A common approach to encode categorical variables is called one-hot encoding. This method converts each category value into a new column and assigns a 1 or 0 (True/False) value to the column. This prevents misinterpretation of values by the algorithm but adds more columns to the dataset.

Select the categorical columns you want to one-hot encode.


In [None]:
# Widget for selecting columns for one-hot encoding
cols_to_ohe = widgets.SelectMultiple(
    options=categoricalPreds,
    rows=10,
    description='Columns:',
    disabled=False
)
display(cols_to_ohe)

#### Apply One-Hot Encoding
Execute the cell below to apply one-hot encoding to the selected columns.


In [None]:
# Apply one-hot encoding
data = pd.get_dummies(data, columns=list(cols_to_ohe.value))
logging.info('[INFO] One-hot encoding applied to selected columns.')
datePreds, categoricalPreds, numericPreds = getDataTypes(data)


### Label Encoding

Label encoding converts each value in a column to a number. While straightforward, it can cause the numeric values to be misinterpreted as having an inherent order.

Select the categorical columns you want to label encode.


In [None]:
# Widget for selecting columns for label encoding
cols_to_le = widgets.SelectMultiple(
    options=categoricalPreds,
    rows=10,
    description='Columns:',
    disabled=False
)
display(cols_to_le)


#### Apply Label Encoding
Execute the cell below to apply label encoding to the selected columns.


In [None]:
from sklearn.preprocessing import LabelEncoder

# Apply label encoding
for col in list(cols_to_le.value):
    lb_make = LabelEncoder()
    data[col + '_code'] = lb_make.fit_transform(data[col])
    data.drop(col, axis=1, inplace=True)

logging.info('[INFO] Label encoding applied to selected columns.')

datePreds, categoricalPreds, numericPreds = getDataTypes(data)
data.head()


---
## Solve Missing Values

### Identify Missing Values

In this section, we will identify the missing values in the dataset. This will help us understand the extent of missing data and decide on an appropriate action to handle it.


In [None]:
# Function to identify missing values
def getMissing(data):
    missing_cnt = data.isna().sum().sum()
    missing_pct = missing_cnt / (len(data.columns) * len(data))     
    missing_out = data.isna().sum()
    
    print('=====================================')
    print(f'Total missing cells: [{missing_cnt}]')
    print(f'Percentage of missing cells: [{missing_pct:.2%}]')
    print('=====================================')
    print('Count of missing cells per column:')
    print(missing_out)
    print('=====================================')
    print('-------------------------------------')

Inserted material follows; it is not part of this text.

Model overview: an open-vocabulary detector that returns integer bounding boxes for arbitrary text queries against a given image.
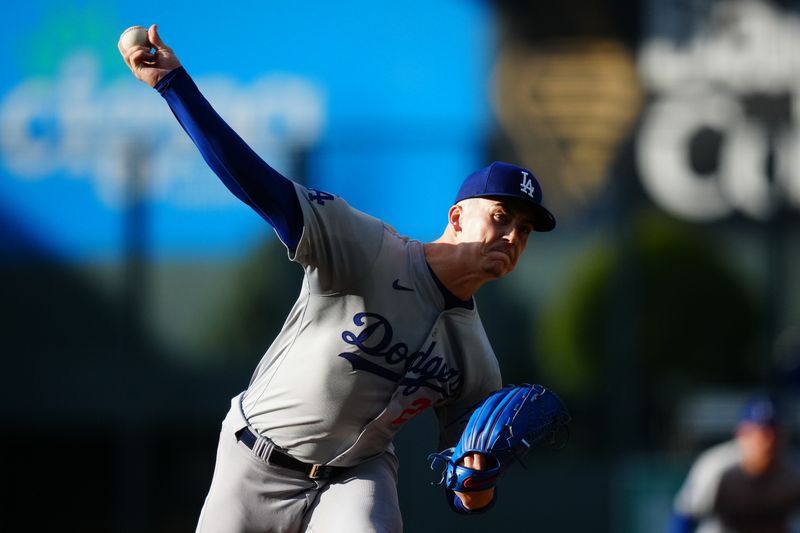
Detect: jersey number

# Identify missing values in the dataset
getMissing(data)


### Decide How to Handle Missing Values

Choose a missing action from the following options:
- **"drop"**: Drop rows with missing values in the selected column(s).
- **"replace"**: Replace missing numeric values with the MEAN and missing categorical values with a new category named "Undefined" for the selected columns.
- **"replaceNumeric"**: Replace missing numeric values with the MEAN value for the selected columns.
- **"replaceCategorical"**: Replace missing categorical values with a new category named "Undefined" for the selected columns.
- **"None"**: Ignore missing values.

<h3><font color="red">↓↓↓ Execute the cell below and choose how to solve missing values ↓↓↓</font></h3>


In [None]:
# Display widgets to choose how to handle missing values
if data.isna().sum().sum() > 0:
    MISSING_ACTION = widgets.ToggleButtons(
        options=['None', 'drop', 'replace', 'replaceNumeric', 'replaceCategorical'],
        description='Action:',
        disabled=False,
        button_style='info',  # 'success', 'info', 'warning', 'danger' or ''
        value='None'
    )
    COLUMNS_ACTION = widgets.SelectMultiple(
        options=['ALL COLUMNS'] + list(data.columns),
        description='Columns:',
        ensure_option=True,
        disabled=False,
        rows=15
    )

    display(MISSING_ACTION)
    display(COLUMNS_ACTION)
else:
    logging.info('[INFO] There are no missing values in your dataset.')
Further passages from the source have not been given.